Things just got real, guys. During Sunday's MTV Video Music Awards, rapper/songwriter/producer, Kanye West declared the he had decided to run for President in 2020. Whether he'll actually make good on that promise is anyone's guess, but for now, there's nothing wrong with a little speculative projection. So what would a Kanye presidential campaign look like? All it takes is a quick glimpse at several years' worth of Kanye quotes to realize he's actually Donald Trump's left-wing twin.
After a long-winded acceptance speech for his Video Vanguard lifetime achievement award on Sunday night, West added, "As you probably could have guessed by this moment, I have decided in 2020 to run for president."
Immediately, social media blew up. Wired reported on Monday that Twitter alone was saturated with some 247,525 tweets citing the announcement within just one minute after West's statements. Amidst all the chaotic fervor, West stood on the stage of the Los Angeles Microsoft Theater and, in his best Trump impersonation, declared:
If my grandfather was here right now he would not let me back down. ... It ain't about me. It's about ideas bro, new ideas. People with ideas. People who believe in truth.
Sound familiar? It's probably because Trump had very similar revolutionary words in his campaign kickoff speech back in June.
"Our country needs a truly great leader, and we need a truly great leader now," said Trump, in an equally exhaustive speech. "We need somebody that can take the brand of the United States and make it great again."
Need more proof that West is just Trump in different partisan clothes? Just take a look at the following quotes to see what I mean.
On Political Correctness
In his acceptance speech on Sunday, West stated:
I will die for the art, for what I believe in. The art ain't always gonna be polite.

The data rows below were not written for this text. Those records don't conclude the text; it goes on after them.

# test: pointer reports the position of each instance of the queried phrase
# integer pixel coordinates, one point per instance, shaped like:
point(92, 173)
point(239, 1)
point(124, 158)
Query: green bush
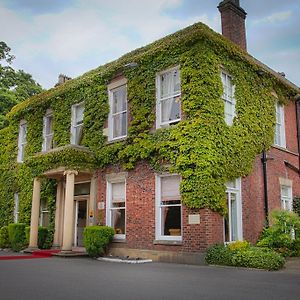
point(17, 238)
point(4, 240)
point(258, 258)
point(96, 239)
point(244, 256)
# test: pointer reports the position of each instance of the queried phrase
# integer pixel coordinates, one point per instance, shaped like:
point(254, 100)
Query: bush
point(96, 239)
point(17, 238)
point(4, 240)
point(258, 258)
point(241, 254)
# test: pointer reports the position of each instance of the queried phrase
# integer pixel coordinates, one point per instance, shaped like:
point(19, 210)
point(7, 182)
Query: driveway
point(84, 278)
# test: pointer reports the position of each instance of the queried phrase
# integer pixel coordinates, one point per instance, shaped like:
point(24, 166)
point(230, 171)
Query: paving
point(85, 278)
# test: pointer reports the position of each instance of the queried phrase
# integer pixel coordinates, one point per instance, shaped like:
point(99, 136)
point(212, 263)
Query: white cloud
point(276, 17)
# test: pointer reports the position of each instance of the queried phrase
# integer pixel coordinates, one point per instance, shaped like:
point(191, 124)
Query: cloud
point(274, 18)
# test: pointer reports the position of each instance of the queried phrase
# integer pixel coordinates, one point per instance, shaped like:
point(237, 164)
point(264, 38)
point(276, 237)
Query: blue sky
point(75, 36)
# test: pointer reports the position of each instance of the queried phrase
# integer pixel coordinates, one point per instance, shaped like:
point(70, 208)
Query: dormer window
point(168, 97)
point(22, 140)
point(228, 98)
point(47, 131)
point(77, 123)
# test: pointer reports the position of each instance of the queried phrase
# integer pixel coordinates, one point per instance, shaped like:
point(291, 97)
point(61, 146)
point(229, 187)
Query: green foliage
point(17, 238)
point(280, 235)
point(96, 239)
point(201, 148)
point(242, 255)
point(4, 240)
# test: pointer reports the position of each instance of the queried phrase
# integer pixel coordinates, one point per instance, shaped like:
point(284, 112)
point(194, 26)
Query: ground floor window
point(286, 197)
point(116, 207)
point(233, 219)
point(44, 213)
point(168, 207)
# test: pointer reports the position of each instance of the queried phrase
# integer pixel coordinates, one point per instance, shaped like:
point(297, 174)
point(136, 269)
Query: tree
point(15, 85)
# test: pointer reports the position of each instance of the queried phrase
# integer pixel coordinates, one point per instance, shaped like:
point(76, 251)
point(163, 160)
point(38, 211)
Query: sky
point(50, 37)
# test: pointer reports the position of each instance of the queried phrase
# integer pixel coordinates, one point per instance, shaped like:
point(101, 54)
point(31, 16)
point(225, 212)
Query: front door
point(80, 222)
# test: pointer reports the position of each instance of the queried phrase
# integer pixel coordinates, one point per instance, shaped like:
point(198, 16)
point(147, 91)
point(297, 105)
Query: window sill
point(167, 242)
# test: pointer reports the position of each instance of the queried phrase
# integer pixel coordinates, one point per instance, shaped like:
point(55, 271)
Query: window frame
point(48, 115)
point(22, 141)
point(226, 99)
point(237, 190)
point(159, 100)
point(158, 215)
point(281, 140)
point(111, 89)
point(74, 125)
point(109, 183)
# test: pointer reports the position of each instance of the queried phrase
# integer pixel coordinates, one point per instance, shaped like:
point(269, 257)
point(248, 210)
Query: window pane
point(171, 221)
point(119, 99)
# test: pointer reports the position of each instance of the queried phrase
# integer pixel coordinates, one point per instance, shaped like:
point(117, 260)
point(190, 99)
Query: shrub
point(4, 240)
point(17, 238)
point(96, 239)
point(258, 258)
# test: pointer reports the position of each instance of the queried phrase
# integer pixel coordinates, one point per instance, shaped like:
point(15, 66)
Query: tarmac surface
point(85, 278)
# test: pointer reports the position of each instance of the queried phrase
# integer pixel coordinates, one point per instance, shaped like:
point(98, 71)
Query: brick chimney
point(233, 22)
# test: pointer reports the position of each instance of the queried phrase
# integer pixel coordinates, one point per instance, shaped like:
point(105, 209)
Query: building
point(173, 145)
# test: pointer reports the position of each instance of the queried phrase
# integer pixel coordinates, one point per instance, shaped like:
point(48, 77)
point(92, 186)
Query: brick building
point(141, 203)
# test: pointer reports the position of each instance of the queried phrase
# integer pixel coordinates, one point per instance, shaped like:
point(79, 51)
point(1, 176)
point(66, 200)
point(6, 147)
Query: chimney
point(233, 22)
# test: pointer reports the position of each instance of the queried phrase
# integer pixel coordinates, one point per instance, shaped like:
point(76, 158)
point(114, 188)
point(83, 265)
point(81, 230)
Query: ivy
point(201, 148)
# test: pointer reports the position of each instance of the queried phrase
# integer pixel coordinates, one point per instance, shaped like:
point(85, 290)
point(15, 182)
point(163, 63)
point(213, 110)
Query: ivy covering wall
point(202, 148)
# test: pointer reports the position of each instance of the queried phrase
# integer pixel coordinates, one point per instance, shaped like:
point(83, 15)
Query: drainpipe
point(266, 205)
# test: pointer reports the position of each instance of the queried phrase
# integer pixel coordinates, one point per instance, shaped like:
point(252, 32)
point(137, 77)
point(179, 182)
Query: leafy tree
point(15, 85)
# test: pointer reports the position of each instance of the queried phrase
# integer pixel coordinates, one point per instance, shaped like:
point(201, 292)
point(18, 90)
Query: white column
point(69, 211)
point(59, 195)
point(35, 213)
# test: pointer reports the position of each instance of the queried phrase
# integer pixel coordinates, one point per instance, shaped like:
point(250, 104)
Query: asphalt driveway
point(84, 278)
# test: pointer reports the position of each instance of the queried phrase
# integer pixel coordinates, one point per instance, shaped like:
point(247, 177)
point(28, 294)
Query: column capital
point(70, 172)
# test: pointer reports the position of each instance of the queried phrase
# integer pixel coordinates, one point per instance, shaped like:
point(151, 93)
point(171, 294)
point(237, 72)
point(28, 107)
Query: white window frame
point(47, 137)
point(22, 141)
point(228, 99)
point(237, 190)
point(116, 179)
point(279, 126)
point(158, 220)
point(74, 126)
point(286, 201)
point(159, 100)
point(122, 83)
point(16, 207)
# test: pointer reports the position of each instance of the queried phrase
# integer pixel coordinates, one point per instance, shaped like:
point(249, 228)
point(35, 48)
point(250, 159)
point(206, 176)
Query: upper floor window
point(117, 121)
point(168, 108)
point(168, 208)
point(286, 197)
point(228, 98)
point(77, 123)
point(22, 141)
point(48, 131)
point(279, 138)
point(233, 220)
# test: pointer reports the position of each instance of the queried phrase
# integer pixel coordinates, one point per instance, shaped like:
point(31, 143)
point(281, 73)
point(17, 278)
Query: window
point(44, 213)
point(279, 138)
point(228, 98)
point(168, 208)
point(286, 197)
point(48, 131)
point(116, 208)
point(168, 98)
point(233, 220)
point(22, 140)
point(118, 112)
point(16, 208)
point(77, 123)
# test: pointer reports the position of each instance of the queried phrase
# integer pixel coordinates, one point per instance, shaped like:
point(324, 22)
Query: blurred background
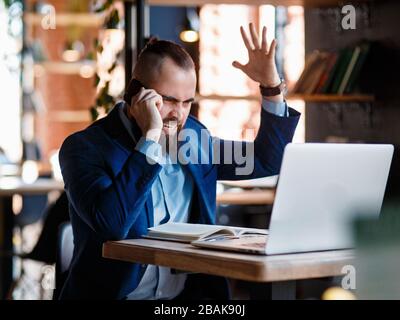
point(65, 63)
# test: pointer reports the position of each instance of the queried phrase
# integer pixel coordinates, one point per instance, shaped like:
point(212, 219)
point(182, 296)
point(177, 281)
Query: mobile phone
point(133, 88)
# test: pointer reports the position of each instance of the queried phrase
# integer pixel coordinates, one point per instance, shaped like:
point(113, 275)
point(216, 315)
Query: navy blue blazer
point(108, 185)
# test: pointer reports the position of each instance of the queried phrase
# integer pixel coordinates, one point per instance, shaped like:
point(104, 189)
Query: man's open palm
point(261, 66)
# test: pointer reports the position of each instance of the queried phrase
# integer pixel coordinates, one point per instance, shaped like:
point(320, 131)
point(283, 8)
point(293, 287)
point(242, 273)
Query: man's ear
point(133, 88)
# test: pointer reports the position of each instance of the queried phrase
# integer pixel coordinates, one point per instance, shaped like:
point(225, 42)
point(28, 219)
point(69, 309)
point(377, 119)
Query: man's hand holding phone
point(145, 108)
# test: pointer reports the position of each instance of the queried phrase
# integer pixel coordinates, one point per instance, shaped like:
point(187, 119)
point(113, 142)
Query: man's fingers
point(155, 99)
point(264, 40)
point(238, 65)
point(254, 36)
point(137, 96)
point(245, 39)
point(272, 48)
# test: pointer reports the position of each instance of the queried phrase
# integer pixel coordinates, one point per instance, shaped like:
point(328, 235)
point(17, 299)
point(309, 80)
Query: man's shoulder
point(85, 137)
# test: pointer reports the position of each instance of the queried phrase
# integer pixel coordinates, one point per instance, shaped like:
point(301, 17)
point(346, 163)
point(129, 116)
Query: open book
point(188, 232)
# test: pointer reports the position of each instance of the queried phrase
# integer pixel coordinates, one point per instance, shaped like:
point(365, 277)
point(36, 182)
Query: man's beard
point(170, 141)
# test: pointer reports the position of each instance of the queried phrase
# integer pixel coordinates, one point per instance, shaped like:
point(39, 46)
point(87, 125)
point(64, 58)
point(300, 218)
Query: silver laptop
point(321, 189)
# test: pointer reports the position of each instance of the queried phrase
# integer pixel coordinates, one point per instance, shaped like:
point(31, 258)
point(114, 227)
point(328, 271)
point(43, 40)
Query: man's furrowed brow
point(171, 98)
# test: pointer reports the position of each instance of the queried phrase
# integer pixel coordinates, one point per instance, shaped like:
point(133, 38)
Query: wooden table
point(247, 197)
point(10, 186)
point(280, 270)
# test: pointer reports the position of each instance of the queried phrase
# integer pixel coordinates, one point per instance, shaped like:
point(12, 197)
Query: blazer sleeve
point(107, 204)
point(238, 160)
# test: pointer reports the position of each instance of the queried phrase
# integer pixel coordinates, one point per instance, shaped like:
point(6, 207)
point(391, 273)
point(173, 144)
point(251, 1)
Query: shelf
point(306, 98)
point(331, 98)
point(82, 68)
point(67, 19)
point(306, 3)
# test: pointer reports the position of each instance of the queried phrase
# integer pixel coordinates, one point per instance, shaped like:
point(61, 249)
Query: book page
point(185, 229)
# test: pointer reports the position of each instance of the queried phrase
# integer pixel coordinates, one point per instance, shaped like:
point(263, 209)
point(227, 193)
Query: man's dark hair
point(150, 61)
point(154, 53)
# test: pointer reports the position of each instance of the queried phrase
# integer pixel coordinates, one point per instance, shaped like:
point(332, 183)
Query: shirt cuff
point(277, 108)
point(151, 149)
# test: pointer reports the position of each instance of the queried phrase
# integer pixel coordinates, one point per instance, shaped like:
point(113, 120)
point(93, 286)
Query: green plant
point(104, 100)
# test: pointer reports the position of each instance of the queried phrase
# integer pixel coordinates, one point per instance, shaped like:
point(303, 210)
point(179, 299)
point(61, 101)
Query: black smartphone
point(133, 88)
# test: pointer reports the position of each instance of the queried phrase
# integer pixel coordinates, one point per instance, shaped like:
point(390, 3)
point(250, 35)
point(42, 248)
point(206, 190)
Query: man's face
point(177, 86)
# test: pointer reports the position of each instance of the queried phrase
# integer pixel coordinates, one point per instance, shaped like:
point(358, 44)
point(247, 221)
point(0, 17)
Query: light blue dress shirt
point(172, 194)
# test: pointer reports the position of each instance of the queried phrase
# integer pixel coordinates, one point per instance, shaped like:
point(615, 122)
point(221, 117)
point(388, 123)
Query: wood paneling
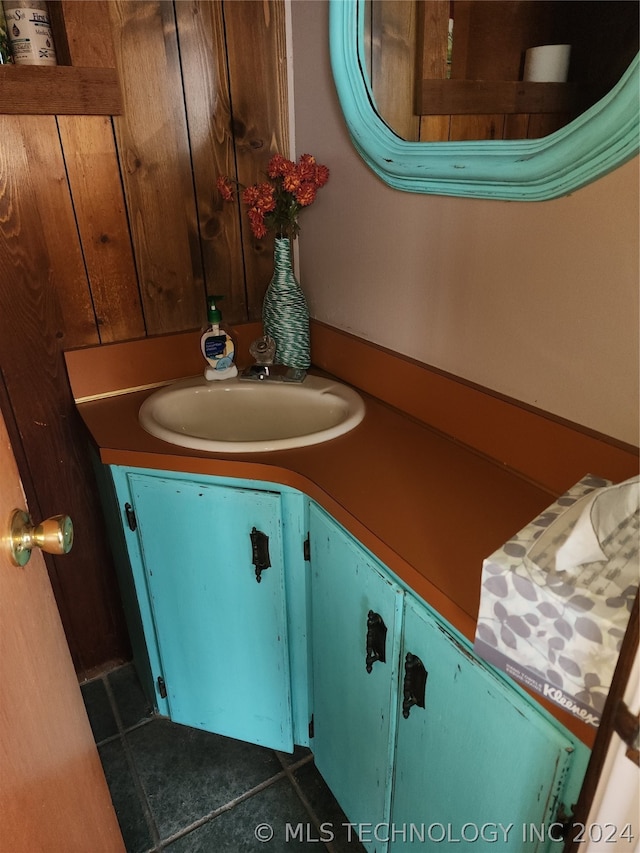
point(43, 309)
point(208, 105)
point(156, 169)
point(111, 229)
point(95, 185)
point(256, 50)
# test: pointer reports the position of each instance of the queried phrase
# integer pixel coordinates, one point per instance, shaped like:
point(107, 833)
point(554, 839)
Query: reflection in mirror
point(455, 69)
point(531, 165)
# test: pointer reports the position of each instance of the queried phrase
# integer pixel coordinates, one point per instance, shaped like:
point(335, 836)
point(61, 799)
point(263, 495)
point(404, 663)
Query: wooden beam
point(476, 97)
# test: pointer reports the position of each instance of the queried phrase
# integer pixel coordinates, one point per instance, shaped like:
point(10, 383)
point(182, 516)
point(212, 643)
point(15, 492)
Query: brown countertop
point(429, 507)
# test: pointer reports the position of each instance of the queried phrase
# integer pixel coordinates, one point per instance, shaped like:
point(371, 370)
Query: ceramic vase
point(285, 315)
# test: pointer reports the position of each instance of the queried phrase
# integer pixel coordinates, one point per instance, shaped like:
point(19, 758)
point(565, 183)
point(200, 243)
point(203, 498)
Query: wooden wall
point(110, 229)
point(408, 43)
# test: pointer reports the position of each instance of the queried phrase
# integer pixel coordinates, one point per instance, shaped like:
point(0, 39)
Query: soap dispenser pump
point(217, 345)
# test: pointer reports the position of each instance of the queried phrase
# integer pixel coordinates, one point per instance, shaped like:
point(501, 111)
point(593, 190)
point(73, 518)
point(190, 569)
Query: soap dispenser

Similarly, during this month's first GOP primary debate, Trump dismissed critics who had accused him of being insensitive, sexist, and racist, remarking:
I think the big problem this country has is being politically correct. I've been challenged by so many people and I don't, frankly, have time for total political correctness. And to be honest with you, this country doesn't have time, either.
In a December 2013 interview with radio DJ Zane Lowe, West brashly framed himself as some sort of pop-culture god, saying:
When someone comes up and says something like, "I am a god," everybody says "Who does he think he is?" I just told you who I thought I was. A god. I just told you. That's who I think I am.
In his opening campaign speech, Trump didn't shy from the spotlight either, boldly stating:
I've done an amazing job. ... I'm not doing that to brag, because you know what? I don't have to brag. I don't have to, believe it or not.
On Their Influential Power
In an interview with The New York Times to promote his album Yeezus, West insisted that he would be the lone voice to change society for the better, stating:
I am so credible and so influential and so relevant that I will change things.
In near copycat language, Trump spoke at a Nashville, Tennessee gathering over the weekend and declared:
This is a movement. ... [People support me because] people in this country are smart.
According to West, the AIDS virus is a government conspiracy. (This might not bode so well if he actually stays true to his word and runs for office in 2020.) West told Rolling Stone in 2006:
My parents taught me that AIDS was a man-made disease designed to get rid of the undesirable people.
Trump didn't exactly go that far, but there's no denying that he sounded equally as crazy when he tweeted in 2012:
An "extremely credible source" has called my office and told me that @BarackObama's birth certificate is a fraud.
On Their Own Work
No, Yeezy wasn't joking about having a photo of himself on his wall as a young man when he quipped to Rolling Stone in 2004:
I put me on the wall because I was the only person that had me on the wall at that time. And now that a lot of people have me on their wall, I don't really need to do that anymore.
Likewise, Trump wasn't joking when, holding up a copy of his book, The Art of the Deal, he told a 30,000-strong crowd at a rally in Mobile, Alabama last week:
It's my second favorite book of all time. Do you know what my first is? The Bible.